The Railcar was a particularly useful tool for realizing the cramped conditions and sheer inhumanity of the deportations. First there is a square foot marked off in the hall outside the exhibit into which you are asked to stand with 5 other people. That’s what the Jews experienced on their way to the concentration camps. It was unnerving for 5 minutes, think of the reality of it for an average of 2 days, without food or water.
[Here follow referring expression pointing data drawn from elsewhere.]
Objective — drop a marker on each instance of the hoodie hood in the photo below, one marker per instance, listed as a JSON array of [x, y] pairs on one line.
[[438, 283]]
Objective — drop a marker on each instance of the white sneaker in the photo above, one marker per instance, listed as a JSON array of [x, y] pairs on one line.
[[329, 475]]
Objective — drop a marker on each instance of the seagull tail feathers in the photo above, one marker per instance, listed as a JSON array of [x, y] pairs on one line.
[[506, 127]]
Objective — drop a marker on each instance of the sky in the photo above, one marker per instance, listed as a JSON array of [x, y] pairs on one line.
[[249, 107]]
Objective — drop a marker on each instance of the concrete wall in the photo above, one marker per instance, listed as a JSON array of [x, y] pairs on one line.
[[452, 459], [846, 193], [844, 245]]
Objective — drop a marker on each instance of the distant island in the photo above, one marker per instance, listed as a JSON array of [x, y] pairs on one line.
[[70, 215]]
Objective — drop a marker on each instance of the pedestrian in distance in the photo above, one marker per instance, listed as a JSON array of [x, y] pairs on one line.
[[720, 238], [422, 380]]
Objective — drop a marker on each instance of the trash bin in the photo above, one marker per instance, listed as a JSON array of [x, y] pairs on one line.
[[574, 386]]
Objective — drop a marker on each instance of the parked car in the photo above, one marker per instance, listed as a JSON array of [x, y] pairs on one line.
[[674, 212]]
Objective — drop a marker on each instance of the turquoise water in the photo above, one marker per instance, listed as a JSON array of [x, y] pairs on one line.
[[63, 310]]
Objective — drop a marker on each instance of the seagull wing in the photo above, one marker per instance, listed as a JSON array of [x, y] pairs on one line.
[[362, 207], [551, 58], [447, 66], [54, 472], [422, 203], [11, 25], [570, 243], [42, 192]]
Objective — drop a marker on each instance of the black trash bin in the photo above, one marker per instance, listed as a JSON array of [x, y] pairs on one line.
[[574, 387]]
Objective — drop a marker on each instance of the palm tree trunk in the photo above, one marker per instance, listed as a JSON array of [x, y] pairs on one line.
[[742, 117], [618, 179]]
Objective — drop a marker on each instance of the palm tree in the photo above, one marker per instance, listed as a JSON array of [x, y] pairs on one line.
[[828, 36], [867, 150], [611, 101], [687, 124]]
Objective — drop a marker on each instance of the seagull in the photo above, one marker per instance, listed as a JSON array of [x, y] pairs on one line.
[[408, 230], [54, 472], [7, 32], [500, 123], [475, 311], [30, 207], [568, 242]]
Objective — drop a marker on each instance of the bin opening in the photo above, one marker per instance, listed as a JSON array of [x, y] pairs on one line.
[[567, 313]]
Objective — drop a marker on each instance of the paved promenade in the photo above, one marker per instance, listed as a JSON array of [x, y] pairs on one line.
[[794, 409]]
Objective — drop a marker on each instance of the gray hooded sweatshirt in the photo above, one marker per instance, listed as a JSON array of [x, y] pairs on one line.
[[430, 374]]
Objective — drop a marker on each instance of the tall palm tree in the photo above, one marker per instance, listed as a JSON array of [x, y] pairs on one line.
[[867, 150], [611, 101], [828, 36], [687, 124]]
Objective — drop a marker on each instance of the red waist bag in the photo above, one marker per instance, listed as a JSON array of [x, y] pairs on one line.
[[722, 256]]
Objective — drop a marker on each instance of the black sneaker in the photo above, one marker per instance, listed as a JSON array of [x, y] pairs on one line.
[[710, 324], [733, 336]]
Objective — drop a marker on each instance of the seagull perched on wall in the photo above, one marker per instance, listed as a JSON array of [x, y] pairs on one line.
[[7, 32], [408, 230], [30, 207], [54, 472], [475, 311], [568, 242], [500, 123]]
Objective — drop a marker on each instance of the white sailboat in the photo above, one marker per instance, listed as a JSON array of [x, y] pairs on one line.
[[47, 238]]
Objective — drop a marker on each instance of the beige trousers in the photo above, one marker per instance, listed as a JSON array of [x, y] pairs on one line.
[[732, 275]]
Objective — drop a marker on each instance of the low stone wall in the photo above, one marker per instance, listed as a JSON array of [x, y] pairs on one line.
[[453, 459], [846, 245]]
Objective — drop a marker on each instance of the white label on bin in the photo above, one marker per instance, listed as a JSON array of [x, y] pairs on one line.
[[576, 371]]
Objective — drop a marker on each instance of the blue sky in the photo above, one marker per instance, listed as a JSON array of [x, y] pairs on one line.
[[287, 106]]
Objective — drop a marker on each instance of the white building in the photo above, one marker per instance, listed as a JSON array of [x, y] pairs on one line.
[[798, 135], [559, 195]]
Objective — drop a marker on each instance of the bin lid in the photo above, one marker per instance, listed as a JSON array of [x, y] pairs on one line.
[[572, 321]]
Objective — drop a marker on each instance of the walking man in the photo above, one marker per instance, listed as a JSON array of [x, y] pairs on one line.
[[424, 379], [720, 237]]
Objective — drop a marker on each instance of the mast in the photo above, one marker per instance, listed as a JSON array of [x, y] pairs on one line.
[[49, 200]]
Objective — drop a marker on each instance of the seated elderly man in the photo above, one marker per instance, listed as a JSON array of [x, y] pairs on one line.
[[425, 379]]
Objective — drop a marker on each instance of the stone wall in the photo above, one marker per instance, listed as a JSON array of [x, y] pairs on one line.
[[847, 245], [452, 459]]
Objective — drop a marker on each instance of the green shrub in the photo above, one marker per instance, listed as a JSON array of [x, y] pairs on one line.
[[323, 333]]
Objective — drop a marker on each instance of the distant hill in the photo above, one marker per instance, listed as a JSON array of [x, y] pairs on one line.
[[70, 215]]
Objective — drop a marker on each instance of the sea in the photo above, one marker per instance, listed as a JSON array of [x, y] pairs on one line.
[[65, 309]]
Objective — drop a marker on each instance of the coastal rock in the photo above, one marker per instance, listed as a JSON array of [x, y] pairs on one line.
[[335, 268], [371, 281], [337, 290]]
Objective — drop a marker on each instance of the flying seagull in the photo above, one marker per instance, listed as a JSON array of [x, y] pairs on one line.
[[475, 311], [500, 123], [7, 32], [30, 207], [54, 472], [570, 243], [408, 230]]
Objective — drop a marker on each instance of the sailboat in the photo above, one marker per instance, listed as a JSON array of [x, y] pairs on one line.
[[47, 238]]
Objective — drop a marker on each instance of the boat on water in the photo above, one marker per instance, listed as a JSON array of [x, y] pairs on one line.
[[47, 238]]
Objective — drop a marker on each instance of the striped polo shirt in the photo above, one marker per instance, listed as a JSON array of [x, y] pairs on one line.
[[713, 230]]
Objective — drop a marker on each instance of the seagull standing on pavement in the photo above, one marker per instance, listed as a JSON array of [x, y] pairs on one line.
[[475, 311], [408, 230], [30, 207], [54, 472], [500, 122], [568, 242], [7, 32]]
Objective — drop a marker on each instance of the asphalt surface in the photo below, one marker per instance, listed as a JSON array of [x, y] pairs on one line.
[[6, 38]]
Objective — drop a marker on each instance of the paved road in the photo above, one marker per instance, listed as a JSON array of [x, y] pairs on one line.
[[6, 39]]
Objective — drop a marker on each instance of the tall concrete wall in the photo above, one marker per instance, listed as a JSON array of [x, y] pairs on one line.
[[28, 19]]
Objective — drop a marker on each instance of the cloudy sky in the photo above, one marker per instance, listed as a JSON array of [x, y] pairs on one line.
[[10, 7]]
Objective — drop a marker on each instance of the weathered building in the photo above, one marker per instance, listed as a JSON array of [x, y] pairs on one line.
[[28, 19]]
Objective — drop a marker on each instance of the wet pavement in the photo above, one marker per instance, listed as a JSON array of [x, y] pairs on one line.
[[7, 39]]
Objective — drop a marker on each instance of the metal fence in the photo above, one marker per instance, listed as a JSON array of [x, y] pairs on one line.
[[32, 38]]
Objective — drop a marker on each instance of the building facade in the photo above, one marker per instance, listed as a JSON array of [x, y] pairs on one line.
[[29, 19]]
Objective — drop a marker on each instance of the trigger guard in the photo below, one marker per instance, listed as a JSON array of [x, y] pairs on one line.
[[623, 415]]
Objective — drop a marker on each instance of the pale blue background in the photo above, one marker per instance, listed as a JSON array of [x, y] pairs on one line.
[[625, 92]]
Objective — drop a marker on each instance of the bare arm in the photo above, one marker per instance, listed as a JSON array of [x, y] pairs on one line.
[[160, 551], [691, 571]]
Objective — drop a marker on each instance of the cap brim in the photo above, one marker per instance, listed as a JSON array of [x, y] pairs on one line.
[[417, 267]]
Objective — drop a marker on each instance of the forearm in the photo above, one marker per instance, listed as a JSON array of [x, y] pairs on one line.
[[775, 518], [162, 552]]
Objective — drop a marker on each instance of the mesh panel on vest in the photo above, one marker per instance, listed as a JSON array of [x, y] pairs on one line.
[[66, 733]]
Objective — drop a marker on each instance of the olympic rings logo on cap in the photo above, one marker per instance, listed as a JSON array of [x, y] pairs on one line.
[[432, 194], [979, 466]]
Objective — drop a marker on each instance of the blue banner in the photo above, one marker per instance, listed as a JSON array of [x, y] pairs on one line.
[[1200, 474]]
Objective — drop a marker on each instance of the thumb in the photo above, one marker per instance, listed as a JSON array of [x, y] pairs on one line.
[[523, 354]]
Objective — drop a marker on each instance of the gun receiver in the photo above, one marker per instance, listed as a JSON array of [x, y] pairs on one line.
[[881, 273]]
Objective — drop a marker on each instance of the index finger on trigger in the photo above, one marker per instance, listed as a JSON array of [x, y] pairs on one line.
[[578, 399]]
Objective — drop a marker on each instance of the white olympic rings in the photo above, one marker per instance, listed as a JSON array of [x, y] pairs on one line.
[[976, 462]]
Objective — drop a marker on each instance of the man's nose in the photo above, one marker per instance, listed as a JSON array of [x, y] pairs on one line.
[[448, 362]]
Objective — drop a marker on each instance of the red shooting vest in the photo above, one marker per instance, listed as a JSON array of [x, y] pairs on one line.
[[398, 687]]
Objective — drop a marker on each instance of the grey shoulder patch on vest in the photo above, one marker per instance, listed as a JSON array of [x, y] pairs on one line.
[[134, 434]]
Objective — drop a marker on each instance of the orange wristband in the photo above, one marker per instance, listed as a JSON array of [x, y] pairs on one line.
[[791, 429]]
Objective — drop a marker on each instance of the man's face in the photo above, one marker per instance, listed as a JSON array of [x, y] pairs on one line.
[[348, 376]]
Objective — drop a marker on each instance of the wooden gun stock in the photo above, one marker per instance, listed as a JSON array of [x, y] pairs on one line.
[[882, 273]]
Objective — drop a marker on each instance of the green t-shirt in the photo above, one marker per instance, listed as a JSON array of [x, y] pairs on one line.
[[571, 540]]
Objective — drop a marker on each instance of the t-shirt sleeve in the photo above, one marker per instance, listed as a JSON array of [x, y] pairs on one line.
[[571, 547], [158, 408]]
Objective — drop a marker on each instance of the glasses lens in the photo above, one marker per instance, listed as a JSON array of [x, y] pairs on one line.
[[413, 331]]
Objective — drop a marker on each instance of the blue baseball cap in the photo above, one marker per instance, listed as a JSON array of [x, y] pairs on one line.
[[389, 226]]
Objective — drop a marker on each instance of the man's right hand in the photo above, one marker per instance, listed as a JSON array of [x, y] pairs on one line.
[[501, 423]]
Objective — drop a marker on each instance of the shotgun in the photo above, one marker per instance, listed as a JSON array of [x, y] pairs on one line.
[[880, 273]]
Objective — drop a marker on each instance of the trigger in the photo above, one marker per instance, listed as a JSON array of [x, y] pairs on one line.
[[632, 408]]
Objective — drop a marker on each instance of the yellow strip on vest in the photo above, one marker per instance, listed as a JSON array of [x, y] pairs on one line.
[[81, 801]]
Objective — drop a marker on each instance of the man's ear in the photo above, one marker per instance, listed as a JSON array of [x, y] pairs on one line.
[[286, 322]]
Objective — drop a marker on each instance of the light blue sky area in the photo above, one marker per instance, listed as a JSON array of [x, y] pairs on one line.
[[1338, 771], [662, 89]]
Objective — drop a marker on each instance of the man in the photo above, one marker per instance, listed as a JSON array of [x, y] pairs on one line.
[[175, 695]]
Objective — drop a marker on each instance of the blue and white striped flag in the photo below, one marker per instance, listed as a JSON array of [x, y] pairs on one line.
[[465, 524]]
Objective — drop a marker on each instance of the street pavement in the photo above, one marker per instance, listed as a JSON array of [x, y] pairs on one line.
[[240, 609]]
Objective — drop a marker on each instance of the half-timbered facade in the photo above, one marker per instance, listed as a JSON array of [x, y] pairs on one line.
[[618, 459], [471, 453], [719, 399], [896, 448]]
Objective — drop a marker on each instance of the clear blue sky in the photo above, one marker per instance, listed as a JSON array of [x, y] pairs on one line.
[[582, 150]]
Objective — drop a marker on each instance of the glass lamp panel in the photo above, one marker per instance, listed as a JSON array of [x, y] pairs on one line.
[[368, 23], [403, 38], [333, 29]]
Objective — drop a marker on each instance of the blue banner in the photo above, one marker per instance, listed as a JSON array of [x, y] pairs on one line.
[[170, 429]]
No sanitary facilities; stripped of all belongings except for the clothes on your back.

The Auschwitz Camp and Anne Franks’ hidden apartment were also displayed with great effect. The use of photographs and even laptops added to the availability of the presentations. The lighting was subdued and managed to add an appropriately tangible darkness to the subject.

There was a small exhibit about Oskar Schindler and Rabbi Gerber’s Red Shoes, as well as a section of children’s art depicting replica’s of the art work done by the children interred at the Terezin Concentration Camp.

This exhibit was important in many ways, but chiefly it was comforting to know that the Holocaust will not be forgotten, it cannot be ignored. And these kids prove it. My thanks to Davidson Community School for their efforts on behalf of tolerance. And thanks to Lauren Best for her time and a very insightful tour.